Correspondence should be addressed to Zhenlong Guan; nc.ude.utbeh.liam@06nauglz

Received 29 August 2016; Revised 8 December 2016; Accepted 21 December 2016; Published 5 March 2017

Academic Editor: Maria Paola Cerù

Copyright © 2017 Yanqin Wang et al. This is an open access article distributed under the Creative Commons Attribution License, which permits unrestricted use, distribution, and reproduction in any medium, provided the original work is properly cited.

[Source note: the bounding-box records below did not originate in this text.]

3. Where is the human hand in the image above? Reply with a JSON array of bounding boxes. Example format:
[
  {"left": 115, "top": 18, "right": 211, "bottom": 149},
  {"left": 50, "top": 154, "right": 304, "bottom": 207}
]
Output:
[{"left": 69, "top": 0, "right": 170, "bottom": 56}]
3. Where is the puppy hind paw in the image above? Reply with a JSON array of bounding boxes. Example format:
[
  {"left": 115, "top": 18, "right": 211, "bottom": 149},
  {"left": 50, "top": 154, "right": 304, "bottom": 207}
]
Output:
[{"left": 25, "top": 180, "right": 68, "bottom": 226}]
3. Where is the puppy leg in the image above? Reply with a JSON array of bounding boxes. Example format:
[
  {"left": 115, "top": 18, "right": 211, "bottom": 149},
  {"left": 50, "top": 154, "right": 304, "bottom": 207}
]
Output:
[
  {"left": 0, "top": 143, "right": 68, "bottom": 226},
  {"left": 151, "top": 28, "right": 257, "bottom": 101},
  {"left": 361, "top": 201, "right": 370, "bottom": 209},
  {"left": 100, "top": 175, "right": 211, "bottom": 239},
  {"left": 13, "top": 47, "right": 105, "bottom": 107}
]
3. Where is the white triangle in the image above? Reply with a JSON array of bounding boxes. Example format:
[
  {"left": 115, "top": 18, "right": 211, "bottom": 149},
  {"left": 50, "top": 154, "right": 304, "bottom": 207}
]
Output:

The aim of the present study was to gain insight into the neuroprotection effects and mechanism of thiazolidinedione pioglitazone in both in vitro and in vivo MPP+/MPTP induced PD models. In vivo experimental results showed that oral treatment of pioglitazone resulted in significant improvements in behavior symptoms damaged by MPTP and increase in the survival of TH positive neurons in the pioglitazone intervention groups. In addition, oral treatment of pioglitazone increased the expression of peroxisome proliferator-activated receptor-γ coactivator of 1 (PGC-1) and increased the number of mitochondria, along with an observed improvement in mitochondrial ultrastructure. From in vitro studies, 2,4-thiazolidinedione resulted in increased levels of molecules regulated function of mitochondria, including PGC-1, nuclear respiratory factor 1 (NRF1), NRF2, and mitochondria fusion 2 (Mfn2), and inhibited mitochondria fission 1 (Fis1). We show that protein levels of Bcl-2 and ERK were reduced in the MPP+-treated group compared with the control group. This effect was observed to be reversed upon treatment with 2,4-thiazolidinedione, as Bcl-2 and ERK expression levels were increased. We also observed that levels of the apoptotic protein Bax showed opposite changes compared to Bcl-2 and ERK levels. The results from this study confirm that pioglitazone/2,4-thiazolidinedione is able to activate PGC-1 and prevent damage of dopaminergic neurons and restore mitochondria ultrastructure through the regulation of mitochondria function.